I sit here thinking about how I can make my writing career happen. Writing about how much I love books and words. But, what good are my words if they just promote my own privilege, power, and position?

It’s not my fault that I have privilege. But, it is my fault if I use it all for myself.

I recently had a conversation with a student who questioned whether or not it was possible for marginalized groups of people to use their race or religion as a way to manipulate situations or conversations. As much as I wanted to scream truth at him in regards to his false assumptions, I realize that each of these moments in time is pinnacle in reaching the next generation. The questions that kids raise about racism, justice, and privilege are important.

He asked these questions based on playground banter where someone had called him racist, and he recognized how there was nothing that he could say to that. He didn’t understand why, but he felt ostracized and shut down. His privilege lay in the fact that he had not experienced racism himself, thus he’s never had to enter into these conversations from the victim’s perspective.

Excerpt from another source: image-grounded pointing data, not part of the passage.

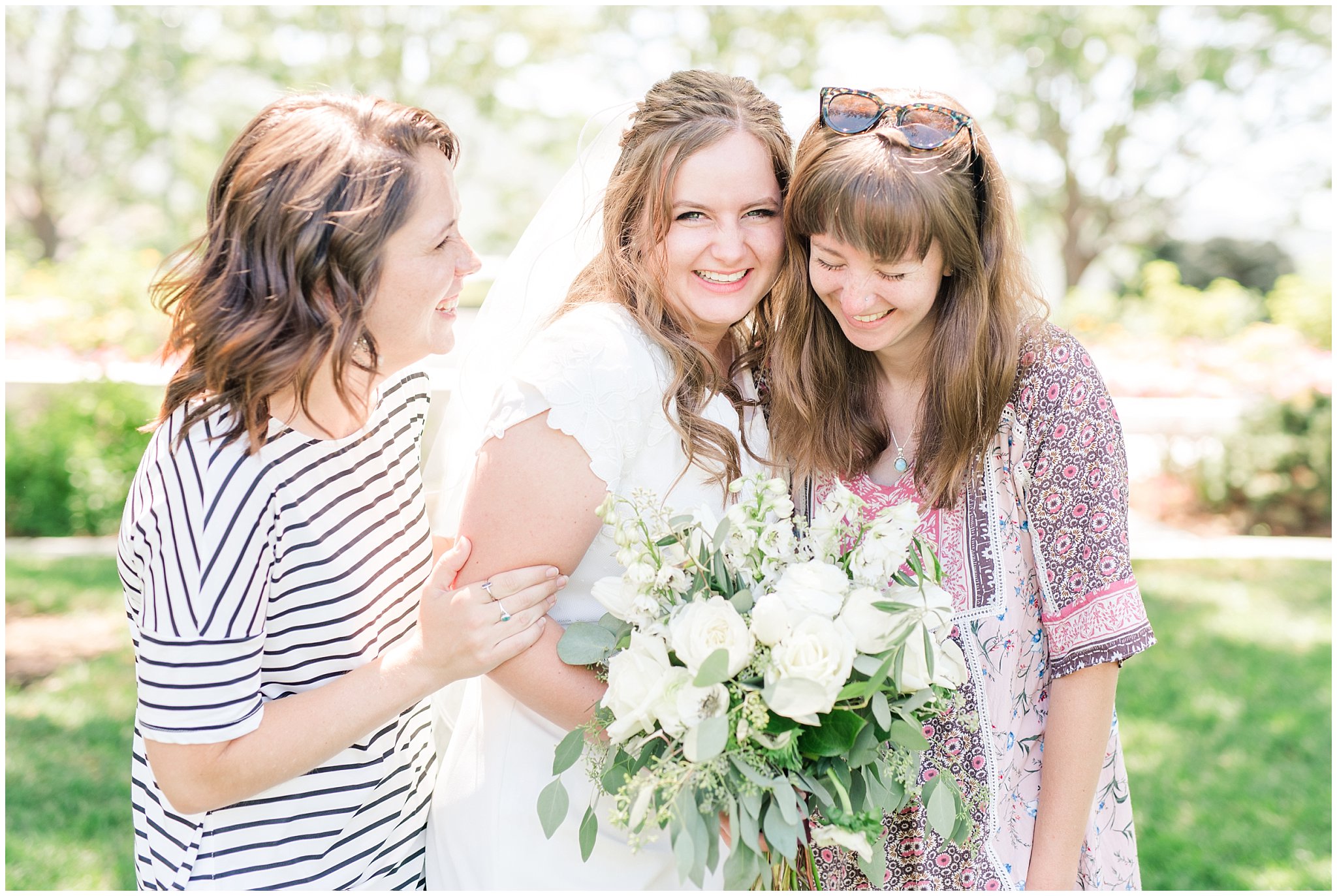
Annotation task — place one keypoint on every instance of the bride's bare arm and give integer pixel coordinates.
(533, 501)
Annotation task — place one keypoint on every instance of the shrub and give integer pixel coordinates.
(71, 451)
(1274, 474)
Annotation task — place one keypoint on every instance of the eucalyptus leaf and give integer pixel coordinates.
(781, 836)
(586, 642)
(907, 735)
(742, 601)
(706, 740)
(741, 868)
(714, 669)
(941, 812)
(722, 533)
(569, 750)
(785, 801)
(881, 712)
(589, 831)
(552, 807)
(833, 736)
(750, 773)
(866, 748)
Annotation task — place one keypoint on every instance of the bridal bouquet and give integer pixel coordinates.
(764, 675)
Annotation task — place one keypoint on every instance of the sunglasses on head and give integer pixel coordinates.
(924, 125)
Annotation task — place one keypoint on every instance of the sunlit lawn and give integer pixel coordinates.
(1227, 728)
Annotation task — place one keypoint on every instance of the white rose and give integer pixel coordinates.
(875, 630)
(635, 680)
(949, 664)
(666, 708)
(813, 587)
(770, 619)
(617, 595)
(833, 836)
(702, 628)
(810, 668)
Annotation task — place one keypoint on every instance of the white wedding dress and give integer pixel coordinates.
(602, 382)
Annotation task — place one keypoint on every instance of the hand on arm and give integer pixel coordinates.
(459, 636)
(1075, 737)
(533, 501)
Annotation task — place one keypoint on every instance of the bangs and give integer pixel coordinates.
(866, 197)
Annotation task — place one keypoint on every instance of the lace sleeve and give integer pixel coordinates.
(599, 378)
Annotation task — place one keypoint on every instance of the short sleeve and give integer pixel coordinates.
(599, 378)
(196, 559)
(1078, 507)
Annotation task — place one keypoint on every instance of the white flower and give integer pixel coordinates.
(833, 836)
(702, 628)
(635, 681)
(875, 630)
(880, 553)
(810, 668)
(769, 619)
(666, 708)
(949, 664)
(813, 587)
(777, 540)
(617, 595)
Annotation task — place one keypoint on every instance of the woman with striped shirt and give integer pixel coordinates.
(287, 615)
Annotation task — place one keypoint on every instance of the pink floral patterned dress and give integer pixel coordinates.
(1037, 562)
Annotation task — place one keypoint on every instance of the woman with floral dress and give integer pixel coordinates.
(919, 367)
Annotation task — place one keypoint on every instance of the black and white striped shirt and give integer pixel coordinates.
(249, 578)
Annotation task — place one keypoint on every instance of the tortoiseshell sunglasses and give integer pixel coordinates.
(924, 125)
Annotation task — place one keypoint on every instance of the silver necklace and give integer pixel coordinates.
(902, 465)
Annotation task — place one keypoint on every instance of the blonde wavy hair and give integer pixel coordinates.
(682, 116)
(877, 194)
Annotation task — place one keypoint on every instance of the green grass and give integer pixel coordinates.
(67, 779)
(62, 585)
(1228, 726)
(1227, 729)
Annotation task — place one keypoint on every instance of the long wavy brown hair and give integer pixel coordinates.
(297, 220)
(877, 194)
(681, 116)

We talked about how this was the point where he had to put his feelings of being offended aside. We talked about how this was important because it gave him an opportunity to understand the other side. If somebody called him racist, there was something that he said (whether intentional or not) that triggered hurt in the other person. And because of that, it was his job to start a conversation and seek to understand.

In seeking to understand, this is where we can use our privilege to empower the oppressed. In seeking to build a bridge through conversation and dialogue, this student can learn to use his privilege or position to support the marginalized. Instead of lashing out in anger that somebody called him out on his racism or privilege, he can listen to the stories of his peers and understand the hurt that he has caused them. At a young age, he has the opportunity to be a person of privilege and power that continually learns how to speak up for injustices that do not necessarily plague him directly.

We can’t undo our privilege. What we were born with is what our stories will always hold. However, we can undo the ways that we are accustomed to using our privilege.

The first step is recognizing the privilege that I have. From there, I want to take all the steps that I possibly can to use the gifts, talents, position, power, and privilege to empower the marginalized, bring justice to the oppressed, and give voice to the voiceless.